Face à la pandémie de COVID-19, l’État colombien doit prendre de toute urgence les mesures adéquates pour garantir les droits des peuples indigènes, notamment leurs droits à la santé, à l’eau et à l’alimentation, a déclaré Amnesty International le 17 avril. Ces mesures doivent être coordonnées avec chaque peuple indigène, dans le respect du droit de ces peuples à l’autonomie.
Dans le cadre de l’urgence sanitaire qui a été déclarée pour cause de COVID-19 et de l’état d’urgence économique, social et écologique instauré sur tout le territoire national, le président Iván Duque a déclaré que les autorités allaient fournir de la nourriture et une aide financière aux personnes les plus vulnérables. Le ministère de l’Intérieur est chargé de fournir des aliments aux communautés indigènes, noires, raizales, palenqueras, afrocolombiennes, roms ; aux comités d’action communautaire ; aux responsables communautaires ; et aux défenseur·e·s des droits humains.
Les peuples indigènes en Colombie sont en alerte maximale.

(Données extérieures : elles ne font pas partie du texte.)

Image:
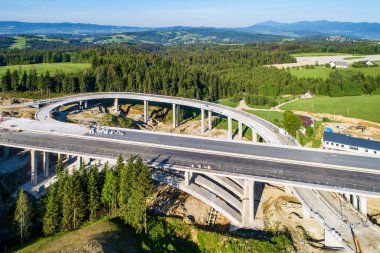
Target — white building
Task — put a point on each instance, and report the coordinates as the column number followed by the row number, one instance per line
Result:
column 334, row 141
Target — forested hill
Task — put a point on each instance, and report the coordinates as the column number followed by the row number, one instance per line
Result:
column 301, row 29
column 206, row 73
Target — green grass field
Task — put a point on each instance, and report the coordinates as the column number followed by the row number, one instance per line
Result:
column 361, row 107
column 51, row 67
column 272, row 116
column 228, row 102
column 318, row 54
column 324, row 73
column 20, row 42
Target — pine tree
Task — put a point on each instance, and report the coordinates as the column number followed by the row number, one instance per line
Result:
column 141, row 189
column 51, row 219
column 67, row 207
column 78, row 200
column 126, row 178
column 93, row 192
column 109, row 193
column 23, row 214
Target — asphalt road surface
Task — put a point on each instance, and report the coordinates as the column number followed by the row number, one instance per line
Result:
column 109, row 148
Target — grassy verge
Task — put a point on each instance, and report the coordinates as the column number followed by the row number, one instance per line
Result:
column 164, row 235
column 20, row 43
column 228, row 102
column 318, row 54
column 274, row 117
column 315, row 138
column 324, row 73
column 30, row 95
column 51, row 67
column 361, row 107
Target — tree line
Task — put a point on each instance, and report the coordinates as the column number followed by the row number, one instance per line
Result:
column 87, row 194
column 206, row 73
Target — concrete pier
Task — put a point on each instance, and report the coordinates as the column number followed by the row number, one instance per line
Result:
column 240, row 130
column 5, row 152
column 188, row 177
column 209, row 120
column 332, row 240
column 79, row 162
column 254, row 135
column 174, row 116
column 46, row 164
column 203, row 120
column 116, row 104
column 248, row 214
column 33, row 167
column 229, row 128
column 178, row 115
column 146, row 111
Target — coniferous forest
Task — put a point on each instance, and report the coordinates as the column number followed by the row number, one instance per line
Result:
column 203, row 72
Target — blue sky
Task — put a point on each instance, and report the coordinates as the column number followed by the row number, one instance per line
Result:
column 219, row 13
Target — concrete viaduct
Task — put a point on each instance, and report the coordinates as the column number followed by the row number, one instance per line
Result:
column 227, row 188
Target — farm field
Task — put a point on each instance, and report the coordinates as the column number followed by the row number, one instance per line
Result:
column 51, row 67
column 319, row 54
column 274, row 117
column 228, row 102
column 361, row 107
column 324, row 73
column 20, row 42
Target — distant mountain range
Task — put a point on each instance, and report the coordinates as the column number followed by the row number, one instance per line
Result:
column 293, row 30
column 301, row 29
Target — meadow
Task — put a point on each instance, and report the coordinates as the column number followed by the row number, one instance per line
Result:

Le gouvernement met en place dans le pays des mesures de prévention pour le COVID-19 sans garantir de façon adéquate leurs droits fondamentaux.
Fernanda Doz Costa, directrice adjointe pour les Amériques à Amnesty International
Or, trois semaines après le début de la quarantaine imposée par les autorités, les communautés indigènes des départements de Casanare, Vichada et Meta ont indiqué à Amnesty International n’avoir reçu aucune aide de la part des autorités gouvernementales alors qu’elles ont strictement respecté les mesures de confinement.
« Les peuples indigènes en Colombie sont en alerte maximale. Le gouvernement met en place dans le pays des mesures de prévention pour le COVID-19 sans garantir de façon adéquate leurs droits fondamentaux. Si historiquement elles n’ont pas eu accès à la santé, à l’eau et à l’alimentation, dans le contexte de l’actuelle pandémie, cette situation est d’une gravité exceptionnelle, car les conditions sanitaires et sociales ne leur permettent pas de faire face de façon adéquate au COVID-19, a déclaré Fernanda Doz Costa, directrice adjointe pour les Amériques à Amnesty International.
« Les autorités colombiennes doivent adopter des mesures de protection sociale supplémentaires pour ces populations qui se trouvent dans une situation de grande vulnérabilité et qui sont particulièrement exposées au risque de contracter le COVID-19. Si les autorités ne prennent pas d’urgence les mesures nécessaires, les peuples indigènes vont se trouver confrontés à un choix impossible : mourir de faim ou mourir du COVID-19. »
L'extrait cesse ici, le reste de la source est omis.